PADANG,KLIKPOSITIF- Berkunjung ke situs-situs sejarah terkadang terasa dingin saja. Banyak situs sejarah, termasuk di Sumbar tentu saja, dibiarkan terbengkalai dalam kemuraman berlarut-larut. Sering ia dilihat sebagai sebatas bangunan mati. Ia tidak hanya seperti terpisah dari sejarahnya yang panjang di mana ia pernah memainkan peran begitu penting, namun juga dari masyarakat masa kini.

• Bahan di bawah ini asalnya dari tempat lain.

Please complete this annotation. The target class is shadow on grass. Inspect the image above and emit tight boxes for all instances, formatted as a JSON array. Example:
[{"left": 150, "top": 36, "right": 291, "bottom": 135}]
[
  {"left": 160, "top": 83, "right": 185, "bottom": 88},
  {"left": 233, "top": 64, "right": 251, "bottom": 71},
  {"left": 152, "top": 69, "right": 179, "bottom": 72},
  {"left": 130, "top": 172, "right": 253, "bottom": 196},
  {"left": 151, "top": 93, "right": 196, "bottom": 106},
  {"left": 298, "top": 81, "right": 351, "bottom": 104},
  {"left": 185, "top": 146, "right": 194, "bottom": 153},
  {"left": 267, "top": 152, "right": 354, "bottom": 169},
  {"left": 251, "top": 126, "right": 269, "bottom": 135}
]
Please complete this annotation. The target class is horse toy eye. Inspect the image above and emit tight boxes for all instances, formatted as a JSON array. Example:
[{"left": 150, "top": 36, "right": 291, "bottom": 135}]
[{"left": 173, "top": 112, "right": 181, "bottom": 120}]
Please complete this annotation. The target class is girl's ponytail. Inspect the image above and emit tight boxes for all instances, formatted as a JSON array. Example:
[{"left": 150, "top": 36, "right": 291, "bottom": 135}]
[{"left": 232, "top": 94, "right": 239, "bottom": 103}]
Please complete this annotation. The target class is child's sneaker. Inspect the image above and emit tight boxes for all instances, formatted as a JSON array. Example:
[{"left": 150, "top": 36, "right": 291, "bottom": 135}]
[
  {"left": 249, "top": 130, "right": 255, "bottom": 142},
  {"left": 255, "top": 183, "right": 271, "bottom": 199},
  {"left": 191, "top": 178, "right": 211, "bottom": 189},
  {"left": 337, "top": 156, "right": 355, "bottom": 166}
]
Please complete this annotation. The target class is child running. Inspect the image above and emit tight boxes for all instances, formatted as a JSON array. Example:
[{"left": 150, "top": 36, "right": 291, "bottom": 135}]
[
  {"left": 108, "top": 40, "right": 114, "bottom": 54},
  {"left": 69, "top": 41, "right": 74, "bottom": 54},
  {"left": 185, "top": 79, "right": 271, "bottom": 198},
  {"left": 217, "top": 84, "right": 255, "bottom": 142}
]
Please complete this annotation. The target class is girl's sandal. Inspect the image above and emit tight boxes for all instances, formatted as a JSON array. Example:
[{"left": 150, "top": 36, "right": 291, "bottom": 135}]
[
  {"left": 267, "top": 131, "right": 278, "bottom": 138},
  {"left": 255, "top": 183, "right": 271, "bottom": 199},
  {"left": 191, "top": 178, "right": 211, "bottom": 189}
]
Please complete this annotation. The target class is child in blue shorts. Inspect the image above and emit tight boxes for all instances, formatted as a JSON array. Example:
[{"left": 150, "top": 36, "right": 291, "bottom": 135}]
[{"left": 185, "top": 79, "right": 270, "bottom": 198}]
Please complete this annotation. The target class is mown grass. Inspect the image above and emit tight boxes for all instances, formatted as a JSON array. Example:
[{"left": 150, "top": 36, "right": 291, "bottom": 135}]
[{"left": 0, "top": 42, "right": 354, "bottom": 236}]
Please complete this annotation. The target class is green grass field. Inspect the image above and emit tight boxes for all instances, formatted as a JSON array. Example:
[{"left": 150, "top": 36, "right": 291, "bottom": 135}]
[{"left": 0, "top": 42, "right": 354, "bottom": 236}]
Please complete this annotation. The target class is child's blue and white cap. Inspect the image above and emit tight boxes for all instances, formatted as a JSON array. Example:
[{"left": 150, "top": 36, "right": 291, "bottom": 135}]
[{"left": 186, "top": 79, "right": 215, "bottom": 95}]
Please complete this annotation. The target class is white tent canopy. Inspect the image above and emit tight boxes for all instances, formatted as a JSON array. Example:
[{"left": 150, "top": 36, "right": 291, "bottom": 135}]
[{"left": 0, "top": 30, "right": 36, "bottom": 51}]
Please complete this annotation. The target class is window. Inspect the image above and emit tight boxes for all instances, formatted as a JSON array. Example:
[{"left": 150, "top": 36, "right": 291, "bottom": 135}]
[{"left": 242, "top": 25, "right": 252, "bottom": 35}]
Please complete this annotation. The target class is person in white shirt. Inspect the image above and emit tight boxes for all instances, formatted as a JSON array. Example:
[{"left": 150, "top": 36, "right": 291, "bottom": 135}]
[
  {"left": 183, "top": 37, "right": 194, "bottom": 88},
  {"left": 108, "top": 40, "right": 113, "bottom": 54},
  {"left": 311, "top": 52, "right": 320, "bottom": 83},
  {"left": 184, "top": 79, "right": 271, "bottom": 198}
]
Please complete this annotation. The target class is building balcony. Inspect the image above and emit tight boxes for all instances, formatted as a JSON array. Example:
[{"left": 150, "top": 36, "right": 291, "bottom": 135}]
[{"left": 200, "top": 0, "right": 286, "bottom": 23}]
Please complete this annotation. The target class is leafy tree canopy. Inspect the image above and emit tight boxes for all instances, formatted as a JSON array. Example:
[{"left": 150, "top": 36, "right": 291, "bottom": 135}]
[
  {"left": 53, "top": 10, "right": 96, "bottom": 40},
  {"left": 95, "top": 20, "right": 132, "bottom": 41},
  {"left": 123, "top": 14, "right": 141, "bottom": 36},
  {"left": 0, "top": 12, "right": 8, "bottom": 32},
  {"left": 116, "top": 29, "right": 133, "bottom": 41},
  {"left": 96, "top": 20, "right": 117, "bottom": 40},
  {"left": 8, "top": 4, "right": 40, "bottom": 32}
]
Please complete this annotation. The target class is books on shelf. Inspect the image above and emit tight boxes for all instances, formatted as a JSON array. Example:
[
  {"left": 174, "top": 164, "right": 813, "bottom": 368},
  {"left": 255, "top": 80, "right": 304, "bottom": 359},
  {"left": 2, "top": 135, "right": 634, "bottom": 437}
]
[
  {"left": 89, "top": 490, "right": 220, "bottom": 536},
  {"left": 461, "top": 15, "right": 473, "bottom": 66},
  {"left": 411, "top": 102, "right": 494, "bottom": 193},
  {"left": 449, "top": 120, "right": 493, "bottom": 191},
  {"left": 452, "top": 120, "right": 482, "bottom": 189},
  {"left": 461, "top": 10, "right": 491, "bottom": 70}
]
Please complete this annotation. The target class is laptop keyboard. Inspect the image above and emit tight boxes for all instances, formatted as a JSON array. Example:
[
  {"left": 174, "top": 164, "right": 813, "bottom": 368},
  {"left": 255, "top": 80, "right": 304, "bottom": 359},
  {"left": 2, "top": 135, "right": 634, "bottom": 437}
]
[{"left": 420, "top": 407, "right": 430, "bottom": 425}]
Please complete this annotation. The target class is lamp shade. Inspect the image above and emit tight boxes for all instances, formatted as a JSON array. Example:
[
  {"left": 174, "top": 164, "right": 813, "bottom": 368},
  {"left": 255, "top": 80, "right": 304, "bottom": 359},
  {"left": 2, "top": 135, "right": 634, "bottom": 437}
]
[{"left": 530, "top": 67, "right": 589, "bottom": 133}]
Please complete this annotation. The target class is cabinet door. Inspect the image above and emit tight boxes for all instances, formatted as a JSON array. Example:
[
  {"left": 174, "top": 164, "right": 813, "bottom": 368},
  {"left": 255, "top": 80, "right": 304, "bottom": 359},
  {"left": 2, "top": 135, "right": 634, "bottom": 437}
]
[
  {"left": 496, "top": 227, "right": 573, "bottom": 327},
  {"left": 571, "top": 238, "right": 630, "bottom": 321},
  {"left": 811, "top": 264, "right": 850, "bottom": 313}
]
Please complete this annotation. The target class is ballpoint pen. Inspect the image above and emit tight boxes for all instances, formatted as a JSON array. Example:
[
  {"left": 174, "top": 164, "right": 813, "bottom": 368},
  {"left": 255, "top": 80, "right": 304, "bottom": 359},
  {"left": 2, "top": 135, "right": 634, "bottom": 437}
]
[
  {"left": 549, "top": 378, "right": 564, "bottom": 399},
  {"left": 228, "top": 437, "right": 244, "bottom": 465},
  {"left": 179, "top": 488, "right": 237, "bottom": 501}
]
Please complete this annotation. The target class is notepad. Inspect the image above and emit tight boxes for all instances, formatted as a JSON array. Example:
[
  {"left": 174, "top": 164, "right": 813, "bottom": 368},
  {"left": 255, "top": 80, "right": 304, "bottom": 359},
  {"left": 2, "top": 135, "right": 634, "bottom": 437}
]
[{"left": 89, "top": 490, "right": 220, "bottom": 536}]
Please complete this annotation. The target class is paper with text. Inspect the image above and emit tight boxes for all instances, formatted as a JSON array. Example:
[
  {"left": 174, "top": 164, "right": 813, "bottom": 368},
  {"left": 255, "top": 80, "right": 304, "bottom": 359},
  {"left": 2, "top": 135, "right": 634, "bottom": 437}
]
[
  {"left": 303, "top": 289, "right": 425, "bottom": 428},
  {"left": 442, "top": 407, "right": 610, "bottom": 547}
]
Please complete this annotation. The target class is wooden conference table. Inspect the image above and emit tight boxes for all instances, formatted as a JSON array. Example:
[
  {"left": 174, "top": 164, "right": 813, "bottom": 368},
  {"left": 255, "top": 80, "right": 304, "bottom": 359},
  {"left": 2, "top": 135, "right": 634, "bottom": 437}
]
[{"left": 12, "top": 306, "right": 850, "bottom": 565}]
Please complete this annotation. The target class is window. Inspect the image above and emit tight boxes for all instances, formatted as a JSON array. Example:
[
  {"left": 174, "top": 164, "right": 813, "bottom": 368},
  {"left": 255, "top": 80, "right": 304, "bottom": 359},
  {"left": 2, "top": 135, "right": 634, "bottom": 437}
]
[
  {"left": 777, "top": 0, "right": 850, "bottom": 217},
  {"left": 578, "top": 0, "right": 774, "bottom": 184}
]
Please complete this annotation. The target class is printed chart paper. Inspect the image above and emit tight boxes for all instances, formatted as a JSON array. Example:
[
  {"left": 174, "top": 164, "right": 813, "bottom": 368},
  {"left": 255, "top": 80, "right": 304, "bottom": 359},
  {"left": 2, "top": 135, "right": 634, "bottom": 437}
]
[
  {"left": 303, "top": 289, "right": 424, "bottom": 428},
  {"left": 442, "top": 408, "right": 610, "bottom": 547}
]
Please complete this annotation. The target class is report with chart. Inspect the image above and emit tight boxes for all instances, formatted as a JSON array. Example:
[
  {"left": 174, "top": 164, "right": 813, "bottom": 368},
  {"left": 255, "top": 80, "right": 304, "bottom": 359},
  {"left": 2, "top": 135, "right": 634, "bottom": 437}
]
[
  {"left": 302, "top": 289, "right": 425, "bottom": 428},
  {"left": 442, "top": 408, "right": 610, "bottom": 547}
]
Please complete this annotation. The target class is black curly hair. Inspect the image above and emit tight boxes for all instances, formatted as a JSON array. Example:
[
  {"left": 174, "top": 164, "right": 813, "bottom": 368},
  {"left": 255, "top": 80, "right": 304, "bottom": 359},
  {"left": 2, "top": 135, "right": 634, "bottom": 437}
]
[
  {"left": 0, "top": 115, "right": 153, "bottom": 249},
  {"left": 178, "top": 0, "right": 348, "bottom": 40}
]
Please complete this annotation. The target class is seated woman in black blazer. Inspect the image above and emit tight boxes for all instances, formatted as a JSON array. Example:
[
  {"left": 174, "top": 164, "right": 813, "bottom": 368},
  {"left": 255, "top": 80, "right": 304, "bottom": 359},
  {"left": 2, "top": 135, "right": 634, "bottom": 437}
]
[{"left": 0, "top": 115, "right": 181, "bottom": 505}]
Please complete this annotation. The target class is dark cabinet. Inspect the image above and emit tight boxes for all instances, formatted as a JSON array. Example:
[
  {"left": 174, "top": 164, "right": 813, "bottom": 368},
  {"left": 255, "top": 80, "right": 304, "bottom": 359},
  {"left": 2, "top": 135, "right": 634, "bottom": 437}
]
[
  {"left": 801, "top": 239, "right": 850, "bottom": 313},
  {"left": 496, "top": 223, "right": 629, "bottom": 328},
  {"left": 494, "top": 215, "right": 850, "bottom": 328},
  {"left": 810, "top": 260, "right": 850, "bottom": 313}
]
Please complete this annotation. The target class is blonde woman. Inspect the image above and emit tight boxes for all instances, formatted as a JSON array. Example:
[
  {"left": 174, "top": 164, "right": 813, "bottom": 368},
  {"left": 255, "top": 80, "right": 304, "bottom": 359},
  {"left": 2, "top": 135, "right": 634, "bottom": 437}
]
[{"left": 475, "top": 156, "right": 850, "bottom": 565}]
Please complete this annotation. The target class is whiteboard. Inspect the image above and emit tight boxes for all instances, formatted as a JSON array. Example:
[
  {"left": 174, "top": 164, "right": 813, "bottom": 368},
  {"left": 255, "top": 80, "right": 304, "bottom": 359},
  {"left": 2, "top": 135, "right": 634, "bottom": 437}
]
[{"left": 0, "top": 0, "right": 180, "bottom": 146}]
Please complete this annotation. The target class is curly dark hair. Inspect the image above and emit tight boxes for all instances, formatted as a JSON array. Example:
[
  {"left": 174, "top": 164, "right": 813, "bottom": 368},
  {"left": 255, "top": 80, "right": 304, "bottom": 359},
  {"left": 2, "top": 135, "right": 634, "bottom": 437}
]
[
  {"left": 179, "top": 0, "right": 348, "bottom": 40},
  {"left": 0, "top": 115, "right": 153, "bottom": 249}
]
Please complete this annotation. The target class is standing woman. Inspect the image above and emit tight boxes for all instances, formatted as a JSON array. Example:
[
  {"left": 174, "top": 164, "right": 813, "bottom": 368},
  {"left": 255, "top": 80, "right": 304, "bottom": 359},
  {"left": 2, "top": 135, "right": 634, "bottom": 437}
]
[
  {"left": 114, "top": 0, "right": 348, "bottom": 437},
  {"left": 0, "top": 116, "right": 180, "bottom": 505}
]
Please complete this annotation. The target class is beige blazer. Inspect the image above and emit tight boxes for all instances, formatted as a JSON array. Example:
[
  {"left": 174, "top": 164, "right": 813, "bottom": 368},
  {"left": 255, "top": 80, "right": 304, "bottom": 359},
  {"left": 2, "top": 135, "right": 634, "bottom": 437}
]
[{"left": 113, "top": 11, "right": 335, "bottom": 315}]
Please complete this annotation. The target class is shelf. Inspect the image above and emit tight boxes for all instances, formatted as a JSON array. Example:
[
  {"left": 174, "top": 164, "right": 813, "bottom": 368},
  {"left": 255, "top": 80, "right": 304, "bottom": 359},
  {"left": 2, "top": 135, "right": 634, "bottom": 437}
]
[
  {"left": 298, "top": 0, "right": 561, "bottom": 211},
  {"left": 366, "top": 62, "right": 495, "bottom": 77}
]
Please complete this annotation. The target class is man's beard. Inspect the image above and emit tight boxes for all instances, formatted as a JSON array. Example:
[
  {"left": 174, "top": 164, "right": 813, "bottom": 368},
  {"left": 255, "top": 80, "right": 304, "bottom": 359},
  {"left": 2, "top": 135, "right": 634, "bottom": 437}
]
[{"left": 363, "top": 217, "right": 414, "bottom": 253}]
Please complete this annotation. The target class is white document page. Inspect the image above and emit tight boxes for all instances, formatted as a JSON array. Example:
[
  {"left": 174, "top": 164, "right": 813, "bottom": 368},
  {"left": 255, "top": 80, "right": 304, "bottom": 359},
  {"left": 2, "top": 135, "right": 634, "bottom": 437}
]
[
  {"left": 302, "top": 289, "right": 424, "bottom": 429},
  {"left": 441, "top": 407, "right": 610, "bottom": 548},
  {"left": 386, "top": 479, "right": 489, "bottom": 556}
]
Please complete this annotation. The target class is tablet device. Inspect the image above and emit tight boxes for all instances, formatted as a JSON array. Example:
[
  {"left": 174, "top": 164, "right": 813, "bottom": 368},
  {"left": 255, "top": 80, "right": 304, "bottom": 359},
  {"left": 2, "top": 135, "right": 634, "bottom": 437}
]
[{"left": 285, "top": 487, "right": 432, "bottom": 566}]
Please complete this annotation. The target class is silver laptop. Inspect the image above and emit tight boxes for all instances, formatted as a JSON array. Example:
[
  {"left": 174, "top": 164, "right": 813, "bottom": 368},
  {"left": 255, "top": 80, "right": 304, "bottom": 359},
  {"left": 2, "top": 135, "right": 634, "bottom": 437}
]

“Cagar budaya bukan sekedar artefak, ia juga bisa jadi ruang aktivitas sosial-budaya,” terang Aidil Usman, salah satu anggota komunitas Indarung Heritage Society.
Saat ini Indarung Heritage Society tengah berupaya menghidupkan kembali bekas Pabrik Indarung I yang merupakan cikal bakal pabrik semen pertama di Asia Tenggara ini. Bukan dihidupkan sebagai pabrik semen, namun sebagai ruang perjumpaan sekaligus ruang berkembangnya ekonomi kreatif.
“Untuk mewujudkannya, kita punya sejumlah program. Sebagiannya sudah dijalankan, sebagian lainnya akan segera dijalankan, ” lanjut Aidil.
Sejak 2019, Indarung Heritage Society telah menggelar secara rutin workshop bertajuk Seni dan Pabrik. Seniman yang mengikuti workshop telah menghasilkan sejumlah karya yang berkaitan dengan pabrik. Rangkaian workshop tersebut digelar di bekas Pabrik Indarung I.
Saat ini Indarung Heritage Society tengah menapaki langkah selanjutnya, yaitu Indarung Market Art atau Pasar Seni Indarung. Kegiatan ini akan segera berlangsung, tepatnya pada 17-20 November 2022.
Selama tiga hari itu, bekas Pabrik Indarung I akan dipenuhi beragam aktivitas sosial dan budaya.
“Tujuh komunitas yang bergerak di bidang kebudayaan yang ada di Sumbar, akan berkumpul di sini,” tambahnya. Mereka bisa berkolaborasi dengan para seniman yang sebelumnya telah mengikuti workshop Seni dan Pabrik.
Lebih jauh, Aidil menggarisbawahi bahwa “berbeda dengan festival lainnya, seni yang dihasilkan bukan ‘barang jadi’. Artis yang diundang akan menemukan, mengolah dan mempresentasikan karyanya bermula dan berakhir di pabrik.”
Menjaga Memori Bersama
Masih menurut Aidil, diaktifkannya Pabrik Indarung I sebagai ruang berkebudayaan, akan membuat memori bersama tentang pabrik tersebut menjadi terjaga. Tidak hanya memori yang berkaitan dengan masa lalu, namun juga eksistensi pabrik itu di masa saat ini.
Dengan kembali bergeliatnya bekas pabrik itu dengan segala macam aktifitas, eksistensinya akan hadir kembali ke dalam ingatan publik dengan wajah yang lebih hidup dan segar. Diakuinya bekas Pabrik I Indarung sebagai World Heritage, juga akan semakin mudah.
Namun sekelompok orang saja tidak akan bisa mewujudkannya.
“Ini semua butuh kerjasama,” lanjut Aidil. Menurutnya, kerjasama antara komunitas dan pelaku budaya di Sumbar sangat dibutuhkan. Termasuk dukungan dari komunitas di luar Sumbar.
Aktivis budaya, Rieke Diah Pitaloka, adalah salah satu sosok yang ikut turun tangan bekerjasama. Lewat Pitakola Foundation, Rieke tidak saja memberi dukungan materil namun juga moril.
Di pembukaan Pasar Seni Indarung nanti, Rieke akan membacakan orasi kebudayaan. Orasi ini tentu berisi gagasannya tentang kebudayaan setelah sekian lama bergelut di dunia tersebut.
Semua kegiatan tersebut akhirnya diharapkan bermuara pada terbentuknya ruang kebudayaan yang punya sustainability.
“Tentu saja kita berharap ruang ini bisa terus hidup, secara lebih mandiri, dan berkelanjutan. Ini adalah salah satu tujuan utama program-program kita”, pungkasnya.